Смысл этих слов, по-видимому, состоял в том, что время герцога истекло и сейчас, когда охота завершилась и он искупил свою вину, его ожидает награда Смерть, обычная смерть без всяких прикрас.
– А теперь отдай мне моего сына, – изрекла Лилит. – И мы покончим с этим злополучным делом раз и навсегда.
Однако Эппштадт вновь подал голос. До поры до времени он наблюдал за происходившим с кривой, но довольной ухмылкой. Причины подобной радости были просты. Эффектный спектакль, разыгравшийся на глазах у Гарри – разверзшаяся земля, диковинные цветы, чудный запах, пробуждающий воспоминания, – окончательно убедил председателя совета директоров студии «Парамаунт» в справедливости собственных догадок. Теперь Эппштадт окончательно убедился, что на самом деле лежит без сознания где-нибудь в доме (скорее всего, оглушенный тяжелым предметом, свалившимся ему на голову во время землетрясения), а все эти чудеса являются плодом его разыгравшегося от удара воображения. Правда, в этих бредовых видениях он проявлял недюжинную волю и настойчивость, что редко случалось с ним во сне; впрочем, он и сны-то видел крайне редко, а проснувшись, тут же забывал. Уверившись в собственной способности направлять эти невероятные фантазии по своему усмотрению, Гарри не собирался позволять событиям развиваться по нежелательному сценарию. К тому же роль посредника была для него привычной. А потому Эппштадт сделал шаг вперед и протянул руку, явно намереваясь помешать герцогу подойти к клетке с пленником.
– Я думаю, вам не стоит этого делать, – произнес он, помогая себе жестами, поскольку далеко не был уверен в том, что этот странный тип в диком костюме его понимает. – Как только вы прикоснетесь к этому ублюдку, вы умрете. Поняли?

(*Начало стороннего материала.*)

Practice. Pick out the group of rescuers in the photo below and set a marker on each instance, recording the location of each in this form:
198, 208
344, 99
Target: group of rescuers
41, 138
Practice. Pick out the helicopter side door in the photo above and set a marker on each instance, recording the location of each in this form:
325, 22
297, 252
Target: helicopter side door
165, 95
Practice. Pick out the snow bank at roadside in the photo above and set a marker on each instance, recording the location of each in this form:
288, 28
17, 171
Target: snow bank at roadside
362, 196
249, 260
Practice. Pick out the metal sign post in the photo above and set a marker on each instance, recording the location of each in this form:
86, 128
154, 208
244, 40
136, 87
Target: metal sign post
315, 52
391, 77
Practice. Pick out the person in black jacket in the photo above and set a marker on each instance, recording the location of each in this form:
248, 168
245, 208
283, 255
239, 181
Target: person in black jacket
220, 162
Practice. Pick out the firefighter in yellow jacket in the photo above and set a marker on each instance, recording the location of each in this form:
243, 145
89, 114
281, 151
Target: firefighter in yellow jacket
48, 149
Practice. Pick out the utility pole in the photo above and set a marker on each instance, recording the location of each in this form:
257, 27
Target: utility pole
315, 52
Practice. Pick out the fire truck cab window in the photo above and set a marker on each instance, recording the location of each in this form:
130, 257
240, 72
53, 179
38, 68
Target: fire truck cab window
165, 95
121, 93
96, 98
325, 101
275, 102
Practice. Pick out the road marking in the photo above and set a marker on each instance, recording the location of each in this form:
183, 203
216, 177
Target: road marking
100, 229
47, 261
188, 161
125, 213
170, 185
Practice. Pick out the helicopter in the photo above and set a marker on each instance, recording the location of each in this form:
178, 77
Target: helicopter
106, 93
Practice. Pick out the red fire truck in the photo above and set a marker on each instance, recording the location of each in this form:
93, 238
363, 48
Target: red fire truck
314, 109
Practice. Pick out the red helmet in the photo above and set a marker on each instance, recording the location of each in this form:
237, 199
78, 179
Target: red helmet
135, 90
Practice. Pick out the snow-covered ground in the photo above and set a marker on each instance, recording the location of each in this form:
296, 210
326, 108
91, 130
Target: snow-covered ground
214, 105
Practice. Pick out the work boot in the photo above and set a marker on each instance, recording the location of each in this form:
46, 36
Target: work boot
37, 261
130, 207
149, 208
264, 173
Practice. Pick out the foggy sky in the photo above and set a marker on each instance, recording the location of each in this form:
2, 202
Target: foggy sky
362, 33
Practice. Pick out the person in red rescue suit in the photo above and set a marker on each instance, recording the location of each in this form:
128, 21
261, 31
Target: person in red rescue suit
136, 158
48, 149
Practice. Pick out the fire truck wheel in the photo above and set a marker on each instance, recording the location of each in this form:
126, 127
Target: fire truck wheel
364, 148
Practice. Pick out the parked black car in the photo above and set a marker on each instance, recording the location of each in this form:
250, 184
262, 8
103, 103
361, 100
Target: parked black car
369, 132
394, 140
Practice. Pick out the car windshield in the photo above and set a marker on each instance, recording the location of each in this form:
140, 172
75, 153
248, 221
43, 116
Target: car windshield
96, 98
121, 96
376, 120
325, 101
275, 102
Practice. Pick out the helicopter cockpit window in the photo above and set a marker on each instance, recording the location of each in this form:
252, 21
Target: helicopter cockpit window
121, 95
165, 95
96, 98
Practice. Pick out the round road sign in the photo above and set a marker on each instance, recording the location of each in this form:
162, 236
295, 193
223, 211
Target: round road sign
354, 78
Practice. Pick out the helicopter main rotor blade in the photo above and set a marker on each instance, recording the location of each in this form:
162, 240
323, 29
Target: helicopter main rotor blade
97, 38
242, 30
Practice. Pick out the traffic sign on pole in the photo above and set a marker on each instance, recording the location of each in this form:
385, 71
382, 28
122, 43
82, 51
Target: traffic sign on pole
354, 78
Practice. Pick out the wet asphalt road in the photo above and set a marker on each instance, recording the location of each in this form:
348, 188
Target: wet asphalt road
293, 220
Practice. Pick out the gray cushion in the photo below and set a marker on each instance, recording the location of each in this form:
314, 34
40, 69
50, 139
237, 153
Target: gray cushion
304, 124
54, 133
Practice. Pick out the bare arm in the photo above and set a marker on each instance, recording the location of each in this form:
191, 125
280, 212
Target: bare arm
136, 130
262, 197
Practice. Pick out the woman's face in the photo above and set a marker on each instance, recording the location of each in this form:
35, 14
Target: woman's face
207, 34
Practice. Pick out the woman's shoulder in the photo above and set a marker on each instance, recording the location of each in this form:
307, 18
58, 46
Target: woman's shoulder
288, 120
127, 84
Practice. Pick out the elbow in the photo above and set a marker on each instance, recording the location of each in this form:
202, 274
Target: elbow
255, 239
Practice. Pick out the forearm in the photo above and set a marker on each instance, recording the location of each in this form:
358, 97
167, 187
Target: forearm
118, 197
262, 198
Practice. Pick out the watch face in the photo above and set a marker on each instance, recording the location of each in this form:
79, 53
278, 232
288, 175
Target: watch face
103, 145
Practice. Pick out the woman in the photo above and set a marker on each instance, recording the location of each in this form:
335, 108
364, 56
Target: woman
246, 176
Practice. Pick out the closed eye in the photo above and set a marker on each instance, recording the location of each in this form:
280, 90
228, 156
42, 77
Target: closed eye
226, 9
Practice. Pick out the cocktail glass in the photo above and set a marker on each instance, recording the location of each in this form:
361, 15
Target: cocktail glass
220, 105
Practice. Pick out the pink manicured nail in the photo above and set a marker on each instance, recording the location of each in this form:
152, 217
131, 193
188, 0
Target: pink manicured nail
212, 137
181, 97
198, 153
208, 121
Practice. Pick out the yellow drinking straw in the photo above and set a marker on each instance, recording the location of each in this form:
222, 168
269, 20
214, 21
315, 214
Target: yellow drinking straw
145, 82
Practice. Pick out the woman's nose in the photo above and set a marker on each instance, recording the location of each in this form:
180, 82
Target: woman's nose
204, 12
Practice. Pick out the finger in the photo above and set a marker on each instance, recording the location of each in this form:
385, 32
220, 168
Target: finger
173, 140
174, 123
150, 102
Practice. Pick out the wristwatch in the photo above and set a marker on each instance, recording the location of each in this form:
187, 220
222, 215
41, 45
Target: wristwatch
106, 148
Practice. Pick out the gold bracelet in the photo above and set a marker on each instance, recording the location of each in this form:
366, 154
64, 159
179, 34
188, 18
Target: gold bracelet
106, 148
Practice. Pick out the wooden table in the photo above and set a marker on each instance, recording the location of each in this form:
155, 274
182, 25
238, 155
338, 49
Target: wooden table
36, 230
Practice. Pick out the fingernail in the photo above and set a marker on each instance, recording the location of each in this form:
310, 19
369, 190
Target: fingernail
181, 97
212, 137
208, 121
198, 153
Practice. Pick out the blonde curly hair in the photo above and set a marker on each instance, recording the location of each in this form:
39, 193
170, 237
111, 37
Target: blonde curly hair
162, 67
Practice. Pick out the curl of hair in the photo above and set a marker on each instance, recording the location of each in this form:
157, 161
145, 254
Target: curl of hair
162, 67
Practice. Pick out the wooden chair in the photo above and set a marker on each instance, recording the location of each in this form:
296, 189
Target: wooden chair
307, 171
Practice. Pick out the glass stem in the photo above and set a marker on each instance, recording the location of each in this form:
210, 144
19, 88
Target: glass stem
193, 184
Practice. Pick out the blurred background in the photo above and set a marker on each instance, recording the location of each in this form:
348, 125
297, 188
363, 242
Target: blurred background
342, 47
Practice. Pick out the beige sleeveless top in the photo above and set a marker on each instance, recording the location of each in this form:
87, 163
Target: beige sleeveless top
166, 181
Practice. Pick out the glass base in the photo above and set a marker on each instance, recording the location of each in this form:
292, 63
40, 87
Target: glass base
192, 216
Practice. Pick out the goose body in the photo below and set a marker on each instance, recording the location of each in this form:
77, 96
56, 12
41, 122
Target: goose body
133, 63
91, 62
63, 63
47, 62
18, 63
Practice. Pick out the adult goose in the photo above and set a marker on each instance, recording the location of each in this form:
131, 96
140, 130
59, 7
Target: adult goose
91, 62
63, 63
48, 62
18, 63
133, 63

– Заткнись, Эппштадт, – предостерег Тодд. – Не вмешивайся.
– Но почему? Чего мне бояться? Это всего лишь сон…
– Это не сон, – возразил Джерри. – Это явь. Все здесь так же реально, как и…
– О господи, Брамс, хватит пороть чушь. Знаешь, что я сделаю, когда разберусь со всем этим бредом и наконец очнусь? Дам тебе хорошего пинка под задницу.
И Эппштадт осклабился, явно довольный, что так лихо отшил собеседника.
– Если ты будешь лезть не в свое дело, придурок, тебе придется сильно пожалеть, – процедил Тодд. – Джерри прав. Это не сон.
– Что за хреновину вы оба несете! – скорчил пренебрежительную гримасу Эппштадт. – Посмотрите только вокруг! Разве вся эта чертовщина может быть реальной? Все это я вообразил – я, и никто другой! Уверен, вы все считали, что фантазия у меня бедная, как у учительницы начальных классов. Как бы не так!
– Эппштадт, – перебил его Тод, – твоя долбаная фантазия здесь совершенно ни при чем.
Тут Гарри издал что-то вроде ослиного крика, который обычно сопровождает неправильный ответ в телевикторинах. Он буквально упивался сознанием своей правоты и превосходства над остальными, над этими тупоголовыми кретинами.